12h47 : On me demande de m’installer sur le siège, et on me bascule en position allongée. Le spécialiste m’explique qu’il va me faire une injection dans la paupière pour l’anesthésier. Je récite un Notre Père.

12h48 : Ok donc une injection dans une paupière infectée est aussi agréable qu’un accouchement. Avec déchirure. Sans péridurale.

12h50 : Le spécialiste (ce con) décide qu’il est judicieux me décrire l’évolution de l’intervention. Il appuie donc comme un bourrin sur mon œil avec son genou pour « bien répartir l’anesthésie »

12h53 : Il m’informe qu’il me place un écarteur dans l’œil. « Ça va être un peu froid ».

12h53 : Froid ? Moi je commence à avoir chaud.

12h54 : Il me dit qu’il incise. « Oulaaa, ça ne demandait qu’à sortir ! » (Minute glamour bonjour)

12h54 : J’ai vraiment très chaud.

12h55 : Il me dit qu’il doit vider tout la coque dans laquelle loge l’infection (Minute glamour bis)

12h55 : Je transpire beaucoup tout à coup. Du front. De la moustache. Entre les seins. Partout.

12h56 : Il me dit que je vais avoir un hématome pendant plusieurs jours, et qu’il va me donner un traitement à suivre à la lettre pendant 15 jo

12h56 : Je n’entends plus rien. Je suis en train de mourir. Je le savais. L’anesthésie, ça craint de nos jours.

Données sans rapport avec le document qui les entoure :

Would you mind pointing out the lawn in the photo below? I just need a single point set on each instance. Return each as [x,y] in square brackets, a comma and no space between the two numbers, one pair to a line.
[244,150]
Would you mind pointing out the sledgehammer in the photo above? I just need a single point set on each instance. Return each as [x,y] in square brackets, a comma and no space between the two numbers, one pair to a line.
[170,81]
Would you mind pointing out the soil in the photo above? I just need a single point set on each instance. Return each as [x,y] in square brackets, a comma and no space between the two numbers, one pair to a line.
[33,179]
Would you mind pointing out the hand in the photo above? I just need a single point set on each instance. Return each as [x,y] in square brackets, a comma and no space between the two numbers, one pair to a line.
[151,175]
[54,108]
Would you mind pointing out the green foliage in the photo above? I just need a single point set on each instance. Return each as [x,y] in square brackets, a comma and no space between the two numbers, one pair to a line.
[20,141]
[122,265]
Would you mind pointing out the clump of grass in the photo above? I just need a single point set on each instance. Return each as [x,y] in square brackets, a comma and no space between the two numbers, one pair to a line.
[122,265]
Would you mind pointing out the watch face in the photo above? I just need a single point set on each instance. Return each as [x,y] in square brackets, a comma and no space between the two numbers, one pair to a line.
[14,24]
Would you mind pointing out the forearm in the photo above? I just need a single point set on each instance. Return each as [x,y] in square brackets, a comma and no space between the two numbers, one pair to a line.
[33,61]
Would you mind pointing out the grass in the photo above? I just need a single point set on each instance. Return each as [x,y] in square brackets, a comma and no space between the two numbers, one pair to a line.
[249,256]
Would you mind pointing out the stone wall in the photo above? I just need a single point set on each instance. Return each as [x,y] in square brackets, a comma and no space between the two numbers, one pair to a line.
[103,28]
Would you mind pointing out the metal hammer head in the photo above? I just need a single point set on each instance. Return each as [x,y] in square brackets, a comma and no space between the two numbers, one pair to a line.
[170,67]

J’ai donc eu le droit au masque à oxygène, au brassard à tension (le lexique médical est mon ami), à la pince à l’oreille pour les pulsations cardiaques (soucis lexical bis), au sucre, aux jambes relevées…

Et j’ai eu le droit au brancard. Enfin !

PS : Mon œil va bien, J’ai survécu. J’ai toujours ma paupière, et même pas d’œil de verre. Bon, je suis violette, mais c’est la couleur à la mode au printemps prochain. Et je m’en fout, j’ai fait un tour en brancard.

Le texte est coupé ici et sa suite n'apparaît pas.